Løkkegaard’s return to such pure sound was hypnotizing and extremely moving if you had the courage to focus on it
Løkkegaard’s return to such pure sound was hypnotizing and extremely moving if you had the courage to focus on it. But on another level, the recorders and high-hats presented good old-fashioned Nordic nature music: a canopied forest of birds from the former, a rainfall that becomes more and more intense (just when you don’t think it can) from the latter. The ritualistic performance – part Reich, part Pärt, part Parsifal (the hi-hatters appeared like an order of monks) – referenced rituals of both concert hall and church.
But there were issues nagging away at Løkkegaard’s piece, not least its debt to so many similar post-minimalist endeavors and the presumption that the composer must now reverse out of this particular technical cul-de-sac and find a entirely different path to explore.
That doesn’t change the fact that the writing in each slice of SOUND X SOUND (with the possible exception of the more incidental and sonically arid Music for 30 Chromatic Tuners) was technically very impressive. We know as much because these pieces showed their workings. And Løkkegard can work his crowd like the best of them. His little thickening-ups, his sudden collapses and silences, his strict adherence to extremely limited cells of notes and his extraordinary yet somehow totally obvious way with structure proved it. As he ‘conducted’, I sensed he was masterminding each piece’s huge roll of sound according to the response of the audience. But it may be that, like Bruckner’s, their mountainous rising and falling was pre-ordained.

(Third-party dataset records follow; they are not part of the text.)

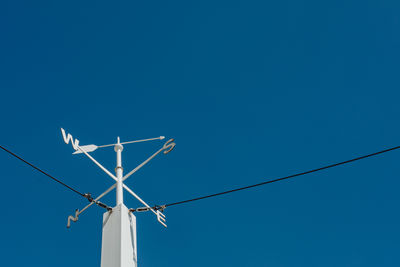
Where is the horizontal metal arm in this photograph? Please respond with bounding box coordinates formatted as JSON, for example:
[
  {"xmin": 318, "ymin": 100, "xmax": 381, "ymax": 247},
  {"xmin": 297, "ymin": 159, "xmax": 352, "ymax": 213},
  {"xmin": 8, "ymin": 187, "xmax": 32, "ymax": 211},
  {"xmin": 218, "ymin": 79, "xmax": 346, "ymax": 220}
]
[
  {"xmin": 122, "ymin": 139, "xmax": 175, "ymax": 181},
  {"xmin": 78, "ymin": 146, "xmax": 118, "ymax": 182},
  {"xmin": 123, "ymin": 185, "xmax": 157, "ymax": 215},
  {"xmin": 78, "ymin": 184, "xmax": 117, "ymax": 215}
]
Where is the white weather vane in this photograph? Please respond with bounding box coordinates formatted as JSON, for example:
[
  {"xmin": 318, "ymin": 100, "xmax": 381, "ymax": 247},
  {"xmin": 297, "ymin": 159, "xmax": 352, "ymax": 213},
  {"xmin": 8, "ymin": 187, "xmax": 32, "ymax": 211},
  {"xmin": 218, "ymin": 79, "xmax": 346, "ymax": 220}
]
[{"xmin": 61, "ymin": 128, "xmax": 175, "ymax": 227}]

Take yet another step back, and that sense of structure appeared to work on a good number of levels – not least Løkkegaard’s alternating of pitched with non-pitched instruments and, within that, instruments with an entirely different biology to one other: the avian breath of recorders; the earthy patter of the hi-hats; the colossal subterranean congestion of twenty bass clarinets writhing low in their registers; the entirely un-natural, mechanical sound of the massed triangles. Each, of course, takes on entirely different characteristics when ‘massed’ rather that alone.
There’s no such thing as ensemble, just sounds joined by other sounds – and then abandoned by them
As it happened, the entire show ended with one man banging fiercely on a single triangle like a human fire alarm, willing us all to leave the room. The man’s once-jangling colleagues, now silent, mostly stared at their feet. Few expressed solidarity or even acknowledged that the piece was continuing. Forget that reliance we had before, they might have been saying; now you’re on your own. There’s no such thing as ensemble, just sounds joined by other sounds – and then abandoned by them. If one should lean over and rest on your shoulder, enjoy it while it lasts.